I due giovani, braccati dalla Polizia, si sono costituiti oggi andando in Questura. L'accusa è di tentato omicidio con l'aggravante dell'odio razziale

Hanno confessato i responsabili della notte folle davanti al Qube. Si tratta di due fratelli di Tor Bella Monaca di 30 e 27 anni che dovranno rispondere di tentato omicidio aggravato dall'odio razziale, e portati nel pomeriggio di oggi in carcere a Regina Coeli. I giovani, braccati dalla Polizia, si sono costituiti presentandosi presso gli uffici della Questura di Roma, in via di San Vitale.

I fatti si sono consumanti nella notte tra il 26 e il 27 gennaio. I due non erano stati fatti entrare al Qube, e quindi respinti all'ingresso dai buttafuori, perché in stato di alterazione alcolica. Furiosi per lo smacco subito, i fratelli di Tor Bella Monaca sono saliti sulla Mercedes Classe B, intestata ad un loro parente, e sbaragliando vasi e transenne, si sono fatti giustizia da soli investendo due buttafuori e, accidentalmente, anche un ragazzo.

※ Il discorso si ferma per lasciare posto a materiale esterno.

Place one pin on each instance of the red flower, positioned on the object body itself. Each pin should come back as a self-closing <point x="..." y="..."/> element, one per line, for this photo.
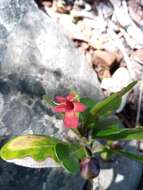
<point x="71" y="106"/>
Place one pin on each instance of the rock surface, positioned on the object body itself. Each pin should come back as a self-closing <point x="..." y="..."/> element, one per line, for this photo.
<point x="36" y="58"/>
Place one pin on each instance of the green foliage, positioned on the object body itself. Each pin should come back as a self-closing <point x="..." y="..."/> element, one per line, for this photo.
<point x="69" y="156"/>
<point x="130" y="155"/>
<point x="110" y="104"/>
<point x="36" y="146"/>
<point x="41" y="147"/>
<point x="114" y="133"/>
<point x="95" y="124"/>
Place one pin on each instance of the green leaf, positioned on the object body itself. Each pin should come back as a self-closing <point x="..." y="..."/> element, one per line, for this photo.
<point x="106" y="123"/>
<point x="70" y="155"/>
<point x="86" y="116"/>
<point x="36" y="146"/>
<point x="48" y="101"/>
<point x="88" y="102"/>
<point x="120" y="134"/>
<point x="129" y="155"/>
<point x="111" y="103"/>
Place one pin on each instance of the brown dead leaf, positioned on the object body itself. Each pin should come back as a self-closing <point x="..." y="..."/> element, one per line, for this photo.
<point x="104" y="61"/>
<point x="138" y="55"/>
<point x="136" y="11"/>
<point x="105" y="58"/>
<point x="61" y="7"/>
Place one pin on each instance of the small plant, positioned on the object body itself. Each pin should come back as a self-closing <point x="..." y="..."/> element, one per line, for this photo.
<point x="97" y="135"/>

I due buttafuori, senegalesi di 29 e 39 anni, hanno riportato una lesione alla gamba con 35 punti di sutura il primo e un trauma facciale con 17 punti sopra l’occhio l’altro. Il terzo ragazzo, cliente del locale, è stato portato al Gemelli. Se la caverà, seppur era entrato nel nosocomio romano in codice rosso. Tutti miracolati, è il caso di dirlo.

Il video completo dei fatti fuori dal Qube

Le indagini, serrate e condotte dalla Squadra Mobile della Polizia di Stato, sono iniziate subito dopo i fatti. Gli agenti, vicino al Qube, hanno rinvenuto la targa dell'auto e, in zona Colli Aniene, la Mercedes nera usata per il tentato omicidio che presentava ammaccature e tracce di sangue. In poche ore, quindi, la Polizia, supportata dal lavoro dell'Autorità Giudiziaria, è arrivata ai responsabili emettendo un ordine di carcerazione per i due che, nel frattempo, si erano resi irreperibili. Oggi, messi alle strette, hanno deciso di confessare i fatti. 

Entrambi pregiudicati, per loro c'è anche l'aggravante dell'odio razziale poiché, durante il litigio, "hanno espresso nei confronti degli addetti alla sicurezza, cittadini senegalesi, frasi dall'evidente contenuto razziale".